Bug#174982: [PROPOSAL]: Debian changelogs should be UTF-8 encoded
Support for Unicode, and specifically UTF-8, is steadily increasing
among popular applications in Debian. For example, in unstable, GNOME 2
has excellent support (almost level 2) in almost all its applications;
the big remaining one is gnome-terminal, of which one requires
development versions in order to support UTF-8 (available in Debian
experimental now if you want to play). I think that by the time sarge
is released, UTF-8 support will start to hit critical mass.
I think it is fairly obvious that we need to eventually transition to
UTF-8 for our package infrastructure; it is really the only sane charset
in an international environment. Now, we can't switch to using UTF-8
for package control fields and the like until dpkg has better support,
but one thing we can start doing today is requiring that Debian
changelogs are UTF-8 encoded.
Right now, people are putting whatever random characters they feel like
in Debian changelogs; they might be encoded in ISO-8859-1, BIG5,
ISO-8859-2, ISO-2022-JP, or who knows what. This does come up in the
real world; I use apt-listchanges, and I fairly often see broken
characters in changelogs. The solution is to define the charset of
changelogs as UTF-8. That way, I can read all the changelogs at once
(currently using gnome-terminal) and it will work.
This proposal is a fairly important yet easy to take first step along
the way of transitioning all of Debian to UTF-8.
Attached is a patch against the latest version of policy.
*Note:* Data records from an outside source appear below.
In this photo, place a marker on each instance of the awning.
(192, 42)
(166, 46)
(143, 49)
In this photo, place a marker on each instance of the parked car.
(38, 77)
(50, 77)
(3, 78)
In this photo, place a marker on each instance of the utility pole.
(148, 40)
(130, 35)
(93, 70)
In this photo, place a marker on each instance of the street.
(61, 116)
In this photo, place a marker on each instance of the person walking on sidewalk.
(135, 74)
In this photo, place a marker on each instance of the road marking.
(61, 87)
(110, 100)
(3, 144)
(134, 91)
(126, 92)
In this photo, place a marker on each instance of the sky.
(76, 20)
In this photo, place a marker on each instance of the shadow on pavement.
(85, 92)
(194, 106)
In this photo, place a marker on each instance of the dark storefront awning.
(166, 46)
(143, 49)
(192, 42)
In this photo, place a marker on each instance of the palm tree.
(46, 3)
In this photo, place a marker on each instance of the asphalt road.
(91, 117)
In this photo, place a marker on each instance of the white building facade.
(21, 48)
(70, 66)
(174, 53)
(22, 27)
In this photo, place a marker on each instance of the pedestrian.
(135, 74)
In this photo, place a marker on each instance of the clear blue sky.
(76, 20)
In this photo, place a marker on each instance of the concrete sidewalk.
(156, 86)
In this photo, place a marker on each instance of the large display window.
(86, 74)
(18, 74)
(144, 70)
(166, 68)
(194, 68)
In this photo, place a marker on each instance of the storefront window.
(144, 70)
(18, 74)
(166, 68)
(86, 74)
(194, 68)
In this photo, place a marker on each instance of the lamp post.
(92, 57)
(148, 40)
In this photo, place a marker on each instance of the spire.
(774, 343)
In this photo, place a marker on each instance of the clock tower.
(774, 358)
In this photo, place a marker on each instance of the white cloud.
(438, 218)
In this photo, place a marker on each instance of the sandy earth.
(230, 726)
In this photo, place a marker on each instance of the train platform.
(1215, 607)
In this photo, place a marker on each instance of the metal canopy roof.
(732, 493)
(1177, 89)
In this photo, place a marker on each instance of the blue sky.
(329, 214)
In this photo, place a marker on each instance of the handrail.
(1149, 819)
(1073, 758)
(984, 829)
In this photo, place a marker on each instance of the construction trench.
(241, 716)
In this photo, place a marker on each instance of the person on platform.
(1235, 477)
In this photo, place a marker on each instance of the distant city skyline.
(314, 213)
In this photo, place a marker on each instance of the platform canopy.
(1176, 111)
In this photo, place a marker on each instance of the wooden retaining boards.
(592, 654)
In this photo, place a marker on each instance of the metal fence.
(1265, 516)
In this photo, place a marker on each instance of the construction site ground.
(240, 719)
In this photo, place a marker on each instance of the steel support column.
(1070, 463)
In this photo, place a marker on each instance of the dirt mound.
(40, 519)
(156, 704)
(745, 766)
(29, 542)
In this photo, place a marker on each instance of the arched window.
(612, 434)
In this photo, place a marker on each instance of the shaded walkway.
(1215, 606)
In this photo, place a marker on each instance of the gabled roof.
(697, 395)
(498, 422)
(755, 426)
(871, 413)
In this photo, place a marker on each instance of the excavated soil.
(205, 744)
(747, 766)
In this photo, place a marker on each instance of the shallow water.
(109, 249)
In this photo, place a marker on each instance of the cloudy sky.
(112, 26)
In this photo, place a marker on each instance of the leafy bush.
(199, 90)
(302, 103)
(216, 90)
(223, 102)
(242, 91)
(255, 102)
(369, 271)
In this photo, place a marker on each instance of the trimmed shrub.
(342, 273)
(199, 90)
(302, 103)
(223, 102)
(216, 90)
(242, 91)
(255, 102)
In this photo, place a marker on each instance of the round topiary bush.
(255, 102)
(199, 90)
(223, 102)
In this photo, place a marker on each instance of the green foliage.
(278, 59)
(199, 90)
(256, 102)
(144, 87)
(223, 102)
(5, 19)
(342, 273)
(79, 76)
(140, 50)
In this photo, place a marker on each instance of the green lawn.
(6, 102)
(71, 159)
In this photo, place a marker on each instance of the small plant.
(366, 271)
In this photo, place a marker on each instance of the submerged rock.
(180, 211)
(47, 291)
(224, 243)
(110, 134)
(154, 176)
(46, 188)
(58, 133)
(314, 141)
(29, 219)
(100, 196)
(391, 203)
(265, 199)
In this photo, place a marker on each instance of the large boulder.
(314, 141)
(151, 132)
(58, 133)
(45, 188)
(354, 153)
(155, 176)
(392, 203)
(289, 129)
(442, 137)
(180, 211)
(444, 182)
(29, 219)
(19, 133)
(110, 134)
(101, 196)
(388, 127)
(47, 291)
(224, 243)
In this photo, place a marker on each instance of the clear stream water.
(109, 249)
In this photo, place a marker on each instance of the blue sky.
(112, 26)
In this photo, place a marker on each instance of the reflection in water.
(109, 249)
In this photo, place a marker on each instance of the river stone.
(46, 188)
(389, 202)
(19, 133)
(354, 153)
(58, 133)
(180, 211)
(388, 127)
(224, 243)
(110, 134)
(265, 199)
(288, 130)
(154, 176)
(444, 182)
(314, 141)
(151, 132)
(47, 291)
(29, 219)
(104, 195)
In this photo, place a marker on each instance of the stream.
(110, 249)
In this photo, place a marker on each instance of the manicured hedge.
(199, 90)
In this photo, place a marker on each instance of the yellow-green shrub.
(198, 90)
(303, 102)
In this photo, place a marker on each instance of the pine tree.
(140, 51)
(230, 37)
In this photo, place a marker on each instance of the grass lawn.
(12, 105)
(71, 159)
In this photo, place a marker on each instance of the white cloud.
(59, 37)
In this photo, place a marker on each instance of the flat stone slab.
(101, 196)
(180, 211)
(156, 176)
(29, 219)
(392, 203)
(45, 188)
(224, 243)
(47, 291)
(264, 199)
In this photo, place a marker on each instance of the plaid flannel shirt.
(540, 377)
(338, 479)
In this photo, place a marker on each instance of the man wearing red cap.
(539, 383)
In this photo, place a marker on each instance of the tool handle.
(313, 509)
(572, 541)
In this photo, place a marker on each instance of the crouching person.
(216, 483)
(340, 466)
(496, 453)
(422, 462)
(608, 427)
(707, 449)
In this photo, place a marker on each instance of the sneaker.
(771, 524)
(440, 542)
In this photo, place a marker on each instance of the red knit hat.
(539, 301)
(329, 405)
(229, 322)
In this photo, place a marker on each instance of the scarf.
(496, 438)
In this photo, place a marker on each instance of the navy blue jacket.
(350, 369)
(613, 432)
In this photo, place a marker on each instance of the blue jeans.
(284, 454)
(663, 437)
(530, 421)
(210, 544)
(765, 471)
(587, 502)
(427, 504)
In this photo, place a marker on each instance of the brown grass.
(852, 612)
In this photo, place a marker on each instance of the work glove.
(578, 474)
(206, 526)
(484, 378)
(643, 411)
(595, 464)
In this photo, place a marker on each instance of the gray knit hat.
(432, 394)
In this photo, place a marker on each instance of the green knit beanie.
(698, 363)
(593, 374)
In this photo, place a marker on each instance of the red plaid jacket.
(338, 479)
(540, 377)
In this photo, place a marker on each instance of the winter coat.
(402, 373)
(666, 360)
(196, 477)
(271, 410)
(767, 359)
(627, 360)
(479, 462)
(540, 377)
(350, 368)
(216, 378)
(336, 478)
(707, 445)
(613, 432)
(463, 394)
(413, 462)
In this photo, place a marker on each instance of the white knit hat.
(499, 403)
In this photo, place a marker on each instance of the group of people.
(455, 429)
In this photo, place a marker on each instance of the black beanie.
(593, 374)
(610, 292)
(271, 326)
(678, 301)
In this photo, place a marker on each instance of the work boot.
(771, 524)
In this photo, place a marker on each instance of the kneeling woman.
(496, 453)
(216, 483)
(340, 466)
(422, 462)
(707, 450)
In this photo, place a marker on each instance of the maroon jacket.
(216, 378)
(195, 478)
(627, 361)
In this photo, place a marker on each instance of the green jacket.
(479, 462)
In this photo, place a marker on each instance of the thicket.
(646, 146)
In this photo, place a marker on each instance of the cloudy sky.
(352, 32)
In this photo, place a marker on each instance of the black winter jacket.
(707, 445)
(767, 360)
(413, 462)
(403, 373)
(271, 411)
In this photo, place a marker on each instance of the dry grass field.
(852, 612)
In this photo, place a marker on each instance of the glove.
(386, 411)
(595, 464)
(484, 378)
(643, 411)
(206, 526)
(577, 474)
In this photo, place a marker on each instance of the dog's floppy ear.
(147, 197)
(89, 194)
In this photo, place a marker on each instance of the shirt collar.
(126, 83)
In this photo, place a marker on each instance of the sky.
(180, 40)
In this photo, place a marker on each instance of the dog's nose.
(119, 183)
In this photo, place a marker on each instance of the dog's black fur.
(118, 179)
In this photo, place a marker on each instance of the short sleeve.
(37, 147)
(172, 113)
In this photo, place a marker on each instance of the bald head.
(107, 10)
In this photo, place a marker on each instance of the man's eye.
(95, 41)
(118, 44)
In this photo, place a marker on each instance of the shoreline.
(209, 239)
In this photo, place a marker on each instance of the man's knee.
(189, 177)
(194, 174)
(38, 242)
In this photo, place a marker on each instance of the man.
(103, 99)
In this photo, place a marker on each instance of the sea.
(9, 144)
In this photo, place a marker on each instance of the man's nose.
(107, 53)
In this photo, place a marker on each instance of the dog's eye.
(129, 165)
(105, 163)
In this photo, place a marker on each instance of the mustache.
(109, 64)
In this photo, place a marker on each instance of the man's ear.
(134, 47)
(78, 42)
--- policy.sgml~ 2002-11-15 01:49:40.000000000 -0500
+++ policy.sgml 2003-01-01 21:59:26.000000000 -0500
@@ -2257,6 +2257,13 @@
separated by exactly two spaces.
+ The entire changelog must be encoded in the
+ <url id="http://www.cis.ohio-state.edu/cgi-bin/rfc/rfc2279.html" name="UTF-8">
+ encoding of
+ <url id="http://www.unicode.org/" name="Unicode">.
<sect1><heading>Defining alternative changelog formats</heading>